En lugar de actuar como el "ícono conservador" que a veces se dice que es Orban, el primer ministro está apelando a los restos de la Hungría comunista presentándose como el baluarte entre los húngaros comunes y las corporaciones corruptas. Orban y sus funcionarios hablar regularmente de los llamados beneficios extraordinarios y cobrando impuestos extraordinarios sobre estas ganancias aparentemente mal habidas.

Por supuesto, el gobierno húngaro no articula lo que considera un nivel aceptable de ganancias, al igual que Sanders en los Estados Unidos no tiene que definir la "parte justa" que él tan a menudo demandas de los ricos de Estados Unidos. Orban puede afirmar en cualquier momento que una empresa está obteniendo demasiados beneficios y gravarlos, incluidos los de las empresas estadounidenses que operan en Hungría. ¿Qué inversor o empresa estadounidense querría hacer negocios en Hungría bajo esa nube de venganza e incertidumbre?

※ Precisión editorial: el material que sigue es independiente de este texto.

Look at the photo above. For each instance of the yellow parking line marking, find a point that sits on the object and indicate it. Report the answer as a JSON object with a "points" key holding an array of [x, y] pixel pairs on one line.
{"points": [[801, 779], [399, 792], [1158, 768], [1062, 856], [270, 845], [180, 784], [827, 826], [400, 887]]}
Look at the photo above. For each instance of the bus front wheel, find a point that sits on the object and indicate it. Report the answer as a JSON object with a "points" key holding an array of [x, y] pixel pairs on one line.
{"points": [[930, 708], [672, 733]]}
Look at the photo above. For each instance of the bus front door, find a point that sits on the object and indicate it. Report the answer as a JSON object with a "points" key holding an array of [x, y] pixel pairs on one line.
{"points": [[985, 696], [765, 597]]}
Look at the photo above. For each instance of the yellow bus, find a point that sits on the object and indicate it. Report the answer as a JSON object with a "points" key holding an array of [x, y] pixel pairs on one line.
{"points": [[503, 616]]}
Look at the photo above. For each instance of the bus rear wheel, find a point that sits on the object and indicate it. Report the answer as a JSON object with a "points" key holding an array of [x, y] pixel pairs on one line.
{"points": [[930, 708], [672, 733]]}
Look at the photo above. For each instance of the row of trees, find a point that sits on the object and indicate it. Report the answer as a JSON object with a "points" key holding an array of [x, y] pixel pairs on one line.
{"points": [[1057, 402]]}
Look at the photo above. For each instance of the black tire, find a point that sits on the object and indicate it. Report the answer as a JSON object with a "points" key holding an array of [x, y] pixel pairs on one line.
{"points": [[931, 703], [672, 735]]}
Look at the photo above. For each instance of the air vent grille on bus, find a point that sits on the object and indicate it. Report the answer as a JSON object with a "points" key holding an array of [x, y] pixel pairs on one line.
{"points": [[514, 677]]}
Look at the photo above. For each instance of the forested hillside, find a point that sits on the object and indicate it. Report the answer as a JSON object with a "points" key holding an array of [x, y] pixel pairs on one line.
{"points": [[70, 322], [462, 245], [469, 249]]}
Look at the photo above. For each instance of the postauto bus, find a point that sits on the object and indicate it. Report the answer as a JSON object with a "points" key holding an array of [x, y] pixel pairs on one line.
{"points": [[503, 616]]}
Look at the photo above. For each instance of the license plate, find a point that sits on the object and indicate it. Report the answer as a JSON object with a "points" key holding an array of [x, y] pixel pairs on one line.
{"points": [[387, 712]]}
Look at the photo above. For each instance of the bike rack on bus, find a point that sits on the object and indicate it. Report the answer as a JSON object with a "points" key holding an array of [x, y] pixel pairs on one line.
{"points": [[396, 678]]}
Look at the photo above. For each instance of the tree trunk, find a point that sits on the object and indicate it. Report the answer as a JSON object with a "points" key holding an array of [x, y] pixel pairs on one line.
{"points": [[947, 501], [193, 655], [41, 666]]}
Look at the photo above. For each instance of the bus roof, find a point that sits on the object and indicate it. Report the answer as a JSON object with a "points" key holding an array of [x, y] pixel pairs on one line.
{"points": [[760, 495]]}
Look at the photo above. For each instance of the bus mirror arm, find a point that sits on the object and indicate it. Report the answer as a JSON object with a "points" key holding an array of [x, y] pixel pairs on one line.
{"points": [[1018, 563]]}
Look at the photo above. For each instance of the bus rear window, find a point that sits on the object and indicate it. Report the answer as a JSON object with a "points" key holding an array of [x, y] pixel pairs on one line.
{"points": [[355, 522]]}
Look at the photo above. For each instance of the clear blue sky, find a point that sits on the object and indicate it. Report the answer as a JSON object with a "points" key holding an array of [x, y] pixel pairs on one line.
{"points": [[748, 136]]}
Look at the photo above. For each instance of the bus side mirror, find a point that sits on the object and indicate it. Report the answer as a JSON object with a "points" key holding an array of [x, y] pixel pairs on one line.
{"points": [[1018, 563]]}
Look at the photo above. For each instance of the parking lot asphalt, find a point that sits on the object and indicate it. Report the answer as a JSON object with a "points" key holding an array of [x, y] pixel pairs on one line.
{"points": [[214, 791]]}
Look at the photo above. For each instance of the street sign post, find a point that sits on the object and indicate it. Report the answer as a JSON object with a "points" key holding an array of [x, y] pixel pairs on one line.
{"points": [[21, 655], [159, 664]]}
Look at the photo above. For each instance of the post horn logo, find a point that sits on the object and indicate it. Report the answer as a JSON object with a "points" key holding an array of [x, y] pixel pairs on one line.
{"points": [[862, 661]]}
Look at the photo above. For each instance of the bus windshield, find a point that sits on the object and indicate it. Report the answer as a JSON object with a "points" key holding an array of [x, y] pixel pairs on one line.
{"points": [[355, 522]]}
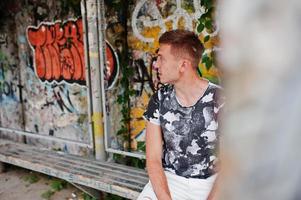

Las narrativas anticapitalistas que se propagan a través del tiempo desde los días de la Unión Soviética no son algo que los republicanos deban aceptar. Los húngaros tampoco deberían, ya que el país es clasificado 77 de 180 en el Índice de Percepción de la Corrupción de Transparencia Internacional. Según su Barómetro Global de la Corrupción, 40% de esos encuestado dijeron que creían que la corrupción en Hungría había aumentado en los últimos 12 meses. La corrupción puede tomar muchas formas, una de las cuales es un sistema arbitrario como el de Hungría, donde las empresas solo pueden tener éxito cuando cuentan con el favor del gobierno.

Los Tucker Carlson del mundo pueden estar enamorados de la capacidad de Orban para articular un bien común con un giro nacionalista, pero es difícil creer que la realidad de Hungría es lo que quiere Carlson.

El mito de Orban como icono conservador es solo eso: un mito. Orban no es un conservador ni un defensor del gobierno limitado, sino simplemente otro político en una larga secuencia de líderes húngaros que explotan el resentimiento para mantenerse en el poder. Y con el poder, el régimen de Orban puede continuar conceder miles de millones en fondos estatales y de la UE para oligarcas partidarios del gobierno. Es comprensible que los conservadores deseen encontrar un modelo en la comunidad internacional para explicar el trumpismo y encajarlo en el ecosistema conservador de ideas, pero Orban no lo es, o al menos no debería serlo.